Kepala DPPKB Achmad Junaidi Puji Langkah Disdikbud Kutim
Melalui kehadiran aplikasi Learning Management System (LMS) di Kutim, akan semakin mempercepat laju pendidikan di Kutim.

SANGATTA,deltamahakam.co.id-Pemerintah Kabupaten Kabupaten Kutai Timur (Pemkab Kutim) melalui Dinas Pendidikan dan Kebudayaan (Disdikbud) Kutim menggelar Kursus dan Pelatihan Program Pendidikan Kecakapan Wirausaha pada Rabu (29/5/2024).
Acara ini sekaligus me-Launching video clip paduan suara “Cap Jempol” dan penyerahan sertifikat KHI dalam rangka sosialisasi implementasi program pendidikan nonformal tahun anggaran 2024.
Dalam agenda tersebut Kepala Dinas Pengendalian Penduduk dan Keluarga Berencana (DPPKB) Kutim Achmad Junaidi juga turut hadir dan menyampaikan bahwa Buku Inovasi Layanan “Cap Jempol” berisi enam bab. Menceritakan keberhasilan dan perjalanan Cap Jempol di Kutim.
“Intinya buku ini berisi tentang cara pelayanan jemput bola. Pelayanan kepada masyarakat dalam dunia pendidikan khususnya kesetaraan,” ucap mantan Kepala Bidang PAUD dan SNF Disdikbud Kutim itu.

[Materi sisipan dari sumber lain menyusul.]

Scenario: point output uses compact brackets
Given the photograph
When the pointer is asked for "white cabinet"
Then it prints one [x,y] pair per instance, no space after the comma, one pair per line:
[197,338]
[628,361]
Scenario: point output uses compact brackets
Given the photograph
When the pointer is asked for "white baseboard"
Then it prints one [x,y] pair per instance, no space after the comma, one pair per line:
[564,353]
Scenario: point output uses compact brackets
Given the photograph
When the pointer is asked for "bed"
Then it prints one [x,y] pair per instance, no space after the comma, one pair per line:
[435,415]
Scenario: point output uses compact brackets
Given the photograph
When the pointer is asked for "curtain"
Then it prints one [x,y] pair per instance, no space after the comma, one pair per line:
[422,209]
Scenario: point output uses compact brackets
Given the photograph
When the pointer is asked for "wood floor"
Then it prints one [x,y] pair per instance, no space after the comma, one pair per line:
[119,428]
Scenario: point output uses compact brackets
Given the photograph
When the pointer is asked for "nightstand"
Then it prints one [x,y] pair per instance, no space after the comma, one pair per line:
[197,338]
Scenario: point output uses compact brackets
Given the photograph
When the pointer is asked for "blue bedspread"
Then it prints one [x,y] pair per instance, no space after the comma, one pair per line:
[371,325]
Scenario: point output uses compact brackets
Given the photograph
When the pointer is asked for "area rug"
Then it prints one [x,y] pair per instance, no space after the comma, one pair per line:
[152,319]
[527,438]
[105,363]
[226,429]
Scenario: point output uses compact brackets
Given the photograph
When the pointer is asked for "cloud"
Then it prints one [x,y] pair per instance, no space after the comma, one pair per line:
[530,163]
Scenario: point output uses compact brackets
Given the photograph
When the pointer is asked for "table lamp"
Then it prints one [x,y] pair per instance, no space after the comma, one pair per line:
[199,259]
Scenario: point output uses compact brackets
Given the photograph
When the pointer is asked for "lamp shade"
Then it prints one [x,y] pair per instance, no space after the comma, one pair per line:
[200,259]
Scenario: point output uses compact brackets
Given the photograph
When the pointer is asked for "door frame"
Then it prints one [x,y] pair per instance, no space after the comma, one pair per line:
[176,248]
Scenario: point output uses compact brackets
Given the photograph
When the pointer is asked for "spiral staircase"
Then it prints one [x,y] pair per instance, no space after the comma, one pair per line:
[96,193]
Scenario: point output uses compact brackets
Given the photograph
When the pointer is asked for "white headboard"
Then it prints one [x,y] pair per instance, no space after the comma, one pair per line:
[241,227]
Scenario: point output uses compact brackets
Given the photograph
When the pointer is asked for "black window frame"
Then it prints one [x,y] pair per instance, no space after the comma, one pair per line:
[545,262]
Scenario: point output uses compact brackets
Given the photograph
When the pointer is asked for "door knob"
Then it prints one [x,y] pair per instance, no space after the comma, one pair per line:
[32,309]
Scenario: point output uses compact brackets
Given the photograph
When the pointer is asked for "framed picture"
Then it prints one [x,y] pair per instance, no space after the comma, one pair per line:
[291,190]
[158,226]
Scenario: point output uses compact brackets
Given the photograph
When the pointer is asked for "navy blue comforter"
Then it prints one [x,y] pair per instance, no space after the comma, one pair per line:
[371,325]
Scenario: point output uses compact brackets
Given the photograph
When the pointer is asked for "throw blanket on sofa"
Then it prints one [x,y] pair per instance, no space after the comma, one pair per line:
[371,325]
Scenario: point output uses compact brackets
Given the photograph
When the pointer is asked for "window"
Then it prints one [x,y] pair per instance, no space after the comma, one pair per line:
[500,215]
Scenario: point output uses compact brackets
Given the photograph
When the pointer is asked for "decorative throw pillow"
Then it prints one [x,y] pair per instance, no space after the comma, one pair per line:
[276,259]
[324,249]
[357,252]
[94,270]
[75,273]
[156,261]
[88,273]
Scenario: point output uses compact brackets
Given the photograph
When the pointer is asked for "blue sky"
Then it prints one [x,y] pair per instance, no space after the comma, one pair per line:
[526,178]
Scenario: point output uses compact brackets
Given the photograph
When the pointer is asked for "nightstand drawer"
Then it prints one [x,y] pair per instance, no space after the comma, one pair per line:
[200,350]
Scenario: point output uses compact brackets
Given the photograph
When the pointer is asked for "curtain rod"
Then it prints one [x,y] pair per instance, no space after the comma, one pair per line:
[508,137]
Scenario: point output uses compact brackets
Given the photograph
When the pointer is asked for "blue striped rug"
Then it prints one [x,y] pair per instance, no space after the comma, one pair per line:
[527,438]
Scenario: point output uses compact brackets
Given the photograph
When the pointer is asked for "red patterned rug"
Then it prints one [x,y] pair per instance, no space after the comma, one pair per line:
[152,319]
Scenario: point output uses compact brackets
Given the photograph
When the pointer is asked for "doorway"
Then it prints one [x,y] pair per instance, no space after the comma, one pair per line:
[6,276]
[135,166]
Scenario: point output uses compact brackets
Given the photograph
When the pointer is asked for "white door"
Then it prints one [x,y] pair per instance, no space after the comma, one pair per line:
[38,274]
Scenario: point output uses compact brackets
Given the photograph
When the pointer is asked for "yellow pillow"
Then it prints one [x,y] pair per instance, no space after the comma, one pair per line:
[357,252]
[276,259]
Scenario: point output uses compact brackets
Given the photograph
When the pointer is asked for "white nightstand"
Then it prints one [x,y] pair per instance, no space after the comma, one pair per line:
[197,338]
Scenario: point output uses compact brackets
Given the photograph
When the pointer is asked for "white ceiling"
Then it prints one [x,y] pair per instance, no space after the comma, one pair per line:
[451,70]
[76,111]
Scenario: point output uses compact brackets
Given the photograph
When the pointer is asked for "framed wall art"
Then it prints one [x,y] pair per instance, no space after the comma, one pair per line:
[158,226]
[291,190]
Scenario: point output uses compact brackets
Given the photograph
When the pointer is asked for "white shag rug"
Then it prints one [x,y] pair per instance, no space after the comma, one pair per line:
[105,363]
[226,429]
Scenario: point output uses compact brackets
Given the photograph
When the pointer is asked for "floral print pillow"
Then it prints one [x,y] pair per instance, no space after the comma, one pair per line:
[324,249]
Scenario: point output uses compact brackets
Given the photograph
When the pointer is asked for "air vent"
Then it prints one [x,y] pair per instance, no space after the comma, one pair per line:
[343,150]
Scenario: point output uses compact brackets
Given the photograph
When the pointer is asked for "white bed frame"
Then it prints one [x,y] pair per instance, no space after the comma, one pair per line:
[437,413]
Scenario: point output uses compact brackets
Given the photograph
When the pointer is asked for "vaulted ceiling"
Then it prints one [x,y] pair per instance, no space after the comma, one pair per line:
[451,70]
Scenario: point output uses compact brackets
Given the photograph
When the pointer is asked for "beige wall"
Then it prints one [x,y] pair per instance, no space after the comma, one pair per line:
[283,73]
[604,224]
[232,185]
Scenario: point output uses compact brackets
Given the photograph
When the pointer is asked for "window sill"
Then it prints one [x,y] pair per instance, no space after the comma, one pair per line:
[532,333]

“Banyak menceritakan langkah-langkah atau tahap-tahap Cap Jempol itu seperti apa. Termasuk progresnya juga,” sambung Junaidi di hadapan awak media usai pembukaan kegiatan.

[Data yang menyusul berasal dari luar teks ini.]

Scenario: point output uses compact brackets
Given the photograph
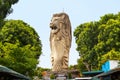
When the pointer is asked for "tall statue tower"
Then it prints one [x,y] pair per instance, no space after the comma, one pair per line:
[60,41]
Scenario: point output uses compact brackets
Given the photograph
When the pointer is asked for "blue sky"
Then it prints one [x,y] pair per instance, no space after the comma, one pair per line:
[38,14]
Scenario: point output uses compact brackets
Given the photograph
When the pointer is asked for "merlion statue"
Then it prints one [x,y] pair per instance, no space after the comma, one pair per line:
[60,41]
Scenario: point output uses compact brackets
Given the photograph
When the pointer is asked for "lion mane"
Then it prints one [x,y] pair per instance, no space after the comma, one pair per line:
[60,41]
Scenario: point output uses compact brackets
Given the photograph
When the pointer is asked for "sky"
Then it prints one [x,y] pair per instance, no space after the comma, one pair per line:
[38,14]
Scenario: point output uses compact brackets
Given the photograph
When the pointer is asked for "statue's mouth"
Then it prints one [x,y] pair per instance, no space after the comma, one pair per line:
[54,29]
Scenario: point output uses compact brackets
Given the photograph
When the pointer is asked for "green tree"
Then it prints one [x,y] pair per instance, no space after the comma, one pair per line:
[5,9]
[96,40]
[20,47]
[86,38]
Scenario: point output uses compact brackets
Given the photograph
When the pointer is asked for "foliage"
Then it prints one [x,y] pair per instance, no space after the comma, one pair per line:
[98,39]
[5,7]
[52,76]
[20,47]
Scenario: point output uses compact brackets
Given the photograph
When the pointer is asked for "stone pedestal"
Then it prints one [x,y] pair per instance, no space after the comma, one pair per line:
[63,75]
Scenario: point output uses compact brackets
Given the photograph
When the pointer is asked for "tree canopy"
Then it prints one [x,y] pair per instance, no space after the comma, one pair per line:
[98,41]
[20,46]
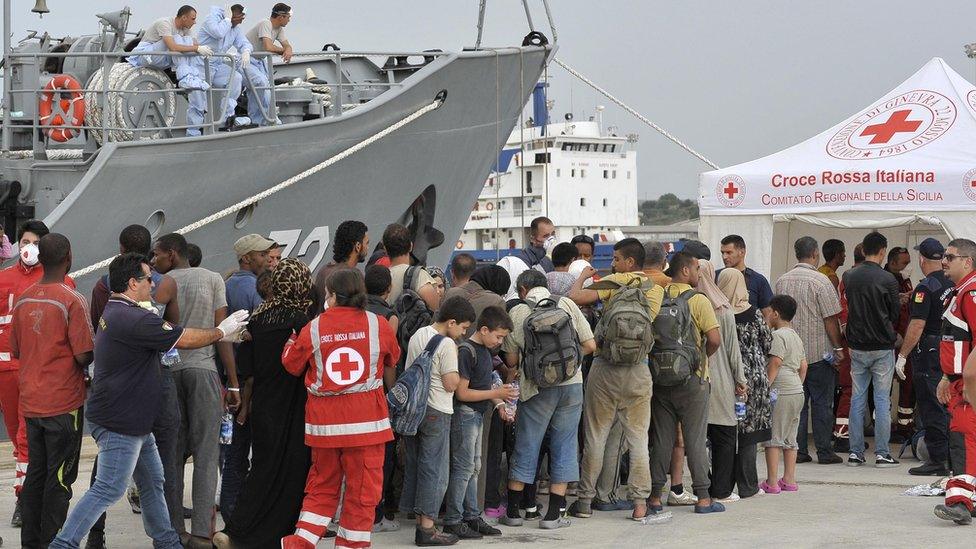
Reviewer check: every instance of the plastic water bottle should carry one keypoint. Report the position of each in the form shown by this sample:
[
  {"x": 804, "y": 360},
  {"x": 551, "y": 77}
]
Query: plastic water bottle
[
  {"x": 227, "y": 428},
  {"x": 512, "y": 404}
]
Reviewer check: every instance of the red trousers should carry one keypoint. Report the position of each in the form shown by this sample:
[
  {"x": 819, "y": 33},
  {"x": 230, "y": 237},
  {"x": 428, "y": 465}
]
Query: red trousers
[
  {"x": 14, "y": 422},
  {"x": 906, "y": 401},
  {"x": 962, "y": 448},
  {"x": 362, "y": 469},
  {"x": 842, "y": 415}
]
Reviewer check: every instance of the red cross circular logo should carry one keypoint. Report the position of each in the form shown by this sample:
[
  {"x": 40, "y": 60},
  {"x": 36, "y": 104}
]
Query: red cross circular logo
[
  {"x": 731, "y": 190},
  {"x": 895, "y": 126},
  {"x": 969, "y": 185},
  {"x": 344, "y": 366}
]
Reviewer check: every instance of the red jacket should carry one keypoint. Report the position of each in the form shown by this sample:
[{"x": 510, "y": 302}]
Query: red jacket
[
  {"x": 958, "y": 325},
  {"x": 13, "y": 281},
  {"x": 342, "y": 354}
]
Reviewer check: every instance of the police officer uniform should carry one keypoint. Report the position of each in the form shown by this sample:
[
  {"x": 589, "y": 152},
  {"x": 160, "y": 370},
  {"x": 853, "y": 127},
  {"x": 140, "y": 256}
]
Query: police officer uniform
[{"x": 927, "y": 303}]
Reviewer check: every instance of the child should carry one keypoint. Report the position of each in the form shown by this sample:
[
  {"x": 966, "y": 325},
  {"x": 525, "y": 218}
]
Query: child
[
  {"x": 786, "y": 368},
  {"x": 428, "y": 452},
  {"x": 472, "y": 399}
]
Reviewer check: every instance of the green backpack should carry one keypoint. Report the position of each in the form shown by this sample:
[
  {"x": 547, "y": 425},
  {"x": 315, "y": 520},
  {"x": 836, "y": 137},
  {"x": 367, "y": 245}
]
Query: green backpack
[{"x": 624, "y": 332}]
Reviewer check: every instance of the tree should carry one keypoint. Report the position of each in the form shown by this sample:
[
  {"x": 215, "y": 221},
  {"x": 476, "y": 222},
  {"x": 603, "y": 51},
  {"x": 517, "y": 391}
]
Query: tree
[{"x": 666, "y": 209}]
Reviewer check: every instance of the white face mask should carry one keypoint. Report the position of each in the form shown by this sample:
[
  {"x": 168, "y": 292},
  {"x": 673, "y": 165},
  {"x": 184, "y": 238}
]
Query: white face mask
[{"x": 29, "y": 255}]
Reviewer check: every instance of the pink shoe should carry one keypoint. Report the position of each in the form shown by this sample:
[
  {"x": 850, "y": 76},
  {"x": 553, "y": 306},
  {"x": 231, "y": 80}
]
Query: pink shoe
[
  {"x": 495, "y": 512},
  {"x": 787, "y": 487}
]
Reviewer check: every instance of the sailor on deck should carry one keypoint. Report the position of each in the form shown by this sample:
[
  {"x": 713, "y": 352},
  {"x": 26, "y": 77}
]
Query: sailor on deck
[
  {"x": 220, "y": 32},
  {"x": 263, "y": 37}
]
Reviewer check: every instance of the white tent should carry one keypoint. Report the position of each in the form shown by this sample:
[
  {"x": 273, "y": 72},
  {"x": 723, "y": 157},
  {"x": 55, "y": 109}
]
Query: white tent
[{"x": 905, "y": 165}]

Ia menyebut buku tersebut di dalamnya termasuk adanya progres atau rekam jejak pendidikan Kutim. “Dari 4.227 anak tidak sekolah (ATS) di Kutim pada awal kita beluma melakukan layanan inovasi,
“Cap Jempol” itu, setelah satu tahun ajaran kita berjalan, hampir 700 anak-anak Kutim kita jemput melalui lokus-lokus pondok pesantren,” ucapnya.
Ditambahkannya, melalui kehadiran aplikasi Learning Management System (LMS) di Kutim, akan semakin mempercepat laju pendidikan di Kutim.

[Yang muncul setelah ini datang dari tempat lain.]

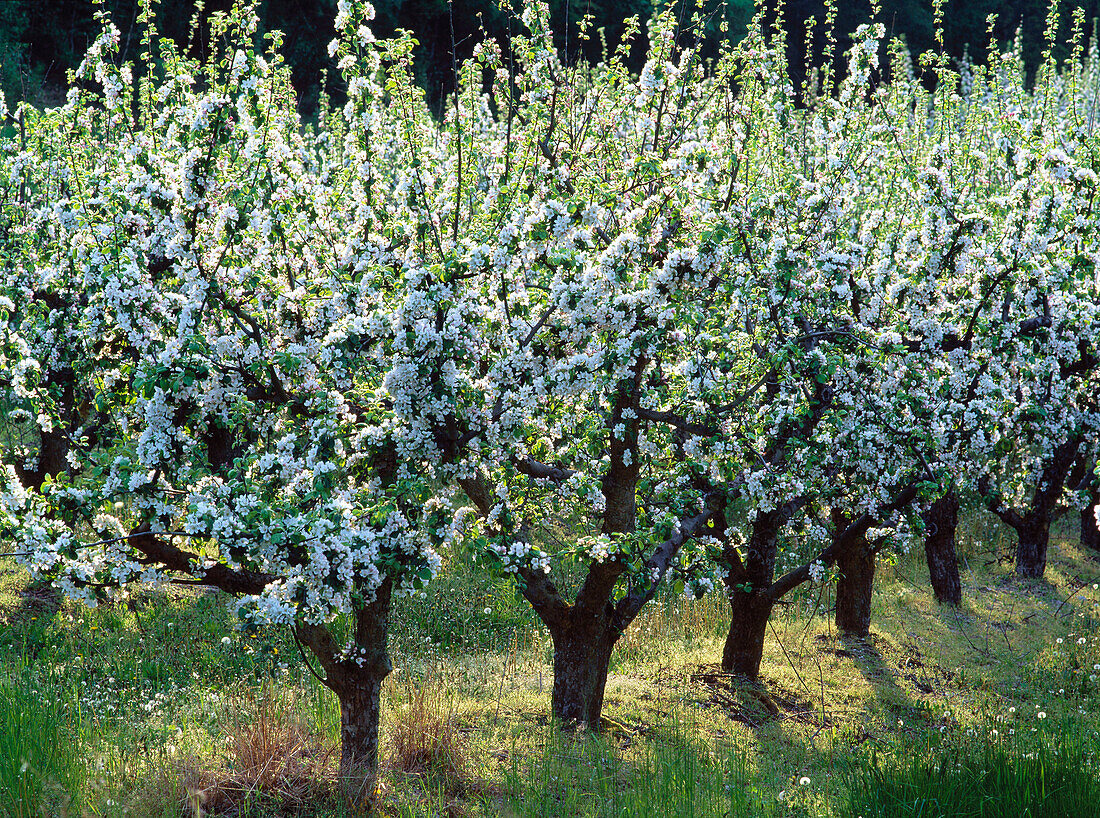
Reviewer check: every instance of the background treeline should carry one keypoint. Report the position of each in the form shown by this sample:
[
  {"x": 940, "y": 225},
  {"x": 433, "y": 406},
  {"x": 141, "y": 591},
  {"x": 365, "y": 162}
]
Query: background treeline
[{"x": 40, "y": 40}]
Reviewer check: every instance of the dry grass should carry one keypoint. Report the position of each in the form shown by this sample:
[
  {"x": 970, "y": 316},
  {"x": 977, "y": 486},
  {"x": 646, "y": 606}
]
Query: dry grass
[
  {"x": 427, "y": 742},
  {"x": 273, "y": 759}
]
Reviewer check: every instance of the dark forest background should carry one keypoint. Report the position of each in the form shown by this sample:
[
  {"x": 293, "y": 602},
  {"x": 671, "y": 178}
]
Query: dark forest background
[{"x": 41, "y": 39}]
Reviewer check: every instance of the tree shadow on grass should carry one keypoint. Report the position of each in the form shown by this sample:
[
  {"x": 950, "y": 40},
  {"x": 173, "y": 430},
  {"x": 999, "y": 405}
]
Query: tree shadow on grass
[{"x": 26, "y": 622}]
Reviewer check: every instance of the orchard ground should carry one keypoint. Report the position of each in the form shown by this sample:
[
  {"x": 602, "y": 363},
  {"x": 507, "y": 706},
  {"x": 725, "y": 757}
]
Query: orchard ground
[{"x": 146, "y": 709}]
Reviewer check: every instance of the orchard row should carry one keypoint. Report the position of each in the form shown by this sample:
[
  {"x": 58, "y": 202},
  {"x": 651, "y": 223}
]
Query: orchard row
[{"x": 672, "y": 328}]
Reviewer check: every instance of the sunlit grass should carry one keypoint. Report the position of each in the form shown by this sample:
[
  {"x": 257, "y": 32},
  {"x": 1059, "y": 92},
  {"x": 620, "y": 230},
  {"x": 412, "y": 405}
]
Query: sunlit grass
[{"x": 166, "y": 692}]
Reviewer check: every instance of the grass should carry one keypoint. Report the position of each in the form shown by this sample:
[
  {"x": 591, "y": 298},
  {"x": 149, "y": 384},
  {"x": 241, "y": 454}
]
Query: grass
[
  {"x": 40, "y": 745},
  {"x": 1013, "y": 777},
  {"x": 160, "y": 708}
]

“Itu yang bisa kita pertanggungjawabkan secara nasional. Nahh ini baru satu tahun kita berjalan. Artinya dulu kita manual hampir seribu kita jemput.”
“Sekarang ada lagi LMS-nya. berarti double, secara manual kita tetap jalan, secara aplikasi kita tetap jalan. Dengan adanya dampingan aplikasi ini, lompatan anak-anak yang drop out, tidak lulus di Kabupaten Kutai Timur itu semakin mengecil lagi,” tambahnya.
Ia menyebut, program pendidikan nonformal dikatakan berjalan dengan maksimal bukan dilihat dari berapa banyak muridnya. Namun seberapa mampu anak didik meningkatkan skill-nya.
“Seperti dikatakan Kadis tadi, bahwa program pendidikan nonformal itu dikatakan berhasil, bukan jumlah muridnya banyak. Tapi kalau muridnya semakin tahun semakin mengecil, berarti semakin habis. Maka skill-nya kita tingkatakan melalui program khusus pelatihan melalui program UMKM dan seterusnya,” pungkasnya. (ADV)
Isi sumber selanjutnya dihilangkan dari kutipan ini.